A: My father said “yes” to life. To me, that comes through in these pages. People have shared with me that they read this book out loud to each other, sometimes reading it as Vincent Price. I met a couple in Austin the other night who told me, “We read it to each other before we go to sleep at night.” I loved that. I met another couple who told me, “When we got married, we’re not really religious so we didn’t know what to ask the minister to hold. We loved your father and mother’s book so much we had him hold ‘A Treasury of Great Recipes!’” (laughs) It’s the best compliment you can give, right?!
A: He was not comfortable being a leading man. He didn’t think of himself as handsome. He thought of himself as an outsider. He wanted to be a character actor. The actors he admired most were Jimmy Cagney, his friend Edward G. Robinson and Spencer Tracy. But he didn’t look like them. So Hollywood really didn’t know what to do with him. He wanted to play characters. Eventually, he became famous for playing Vincent Price. He wasn’t famous for playing Dracula or Frankenstein’s monster but rather he carved out his own persona in horror.
Q: It’s October, it’s your father’s big month. He’s back on our TVs scaring us, largely thanks to Turner Classic Movies here in Atlanta. You’ve said that growing up, you weren’t fond of your father’s horror movies, many of which involve him playing a villain, committing unspeakable acts of violence and then being killed at the end. Have you gone gotten to a point yet where you’ve sat down to reassess his horror movie performances?
A: I have. I go and watch them with fans and I also show clips in the talks I give on my father. One of my favorite things to show is my father killing my [real-life] stepmother [Australian actress Coral Browne in 1973’s “Theatre of Blood”]. I have to admit it’s kind of a vicarious thrill writ large on the silver screen.

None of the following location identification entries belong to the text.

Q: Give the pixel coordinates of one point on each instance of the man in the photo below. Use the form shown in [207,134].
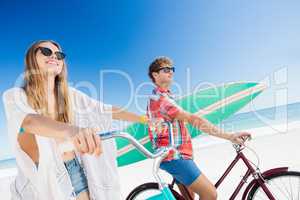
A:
[163,108]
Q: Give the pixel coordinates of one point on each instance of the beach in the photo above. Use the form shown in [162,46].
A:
[276,146]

Q: You didn’t have the most constructive relationship with your stepmother, did you?
A: (laughs) It was a mixed blessing. But it was still a blessing.
Q: What I loved about your father’s work is that even in a minor movie like [1959’s] “The Tingler,” he’s right there in the zone and swinging for the fences, completely committed, isn’t he?

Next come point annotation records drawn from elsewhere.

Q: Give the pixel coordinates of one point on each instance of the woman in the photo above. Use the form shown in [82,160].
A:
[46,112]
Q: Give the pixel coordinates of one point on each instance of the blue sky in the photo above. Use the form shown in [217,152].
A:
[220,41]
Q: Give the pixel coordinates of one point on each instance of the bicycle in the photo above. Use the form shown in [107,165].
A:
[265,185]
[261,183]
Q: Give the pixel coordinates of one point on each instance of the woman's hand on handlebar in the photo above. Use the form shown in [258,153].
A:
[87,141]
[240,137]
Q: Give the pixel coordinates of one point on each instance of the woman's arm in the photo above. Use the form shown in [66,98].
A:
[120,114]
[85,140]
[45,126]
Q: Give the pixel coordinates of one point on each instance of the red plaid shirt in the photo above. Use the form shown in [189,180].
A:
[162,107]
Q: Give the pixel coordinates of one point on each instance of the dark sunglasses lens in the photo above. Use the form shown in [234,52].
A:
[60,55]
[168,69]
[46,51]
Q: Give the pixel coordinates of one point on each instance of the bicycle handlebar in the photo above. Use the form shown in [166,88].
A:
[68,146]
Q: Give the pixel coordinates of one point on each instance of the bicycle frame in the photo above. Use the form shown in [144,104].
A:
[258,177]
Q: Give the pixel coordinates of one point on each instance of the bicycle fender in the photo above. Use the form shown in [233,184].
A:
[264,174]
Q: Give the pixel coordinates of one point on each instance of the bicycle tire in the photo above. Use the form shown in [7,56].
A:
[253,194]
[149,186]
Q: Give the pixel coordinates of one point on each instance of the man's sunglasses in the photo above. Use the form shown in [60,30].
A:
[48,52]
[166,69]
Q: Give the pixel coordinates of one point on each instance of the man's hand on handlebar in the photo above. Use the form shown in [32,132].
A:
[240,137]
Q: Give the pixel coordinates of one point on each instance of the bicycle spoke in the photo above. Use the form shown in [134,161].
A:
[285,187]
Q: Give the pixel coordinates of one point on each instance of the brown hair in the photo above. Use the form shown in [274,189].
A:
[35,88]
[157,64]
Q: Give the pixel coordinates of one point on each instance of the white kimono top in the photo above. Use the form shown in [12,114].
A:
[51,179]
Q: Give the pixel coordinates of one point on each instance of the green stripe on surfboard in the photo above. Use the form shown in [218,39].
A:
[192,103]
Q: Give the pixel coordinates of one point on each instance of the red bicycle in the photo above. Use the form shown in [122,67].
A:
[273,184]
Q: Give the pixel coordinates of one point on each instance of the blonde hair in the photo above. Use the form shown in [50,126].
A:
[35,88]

A: He was having the very best time! They showed “The Tingler” at one of the horror conventions recently. I ended up grinning all the way through it. Even the films that really scared me when I was younger, like [1968’s] “Witchfinder General,” a really malevolent movie, I still really enjoy watching him become that person.
Q: Your father was really fearless about taking on roles that required him to do terrible things on screen. Nothing was taboo, whether it was grisly murder, encasing someone in molten wax or mutilations, he rolled up his sleeves and went to work. In the age of “Saw,” that’s not such a big deal but it was when he was acting in these films. Is that your perception as well?
A: Absolutely. My father was one of those people who just jumped in, feet first. His feeling was, “OK, so if I’m going to be the King of Horror, I’m going to be the King of Horror. I’m going to have fun. I’m going to embody all the evil of the human race. Why the hell not?”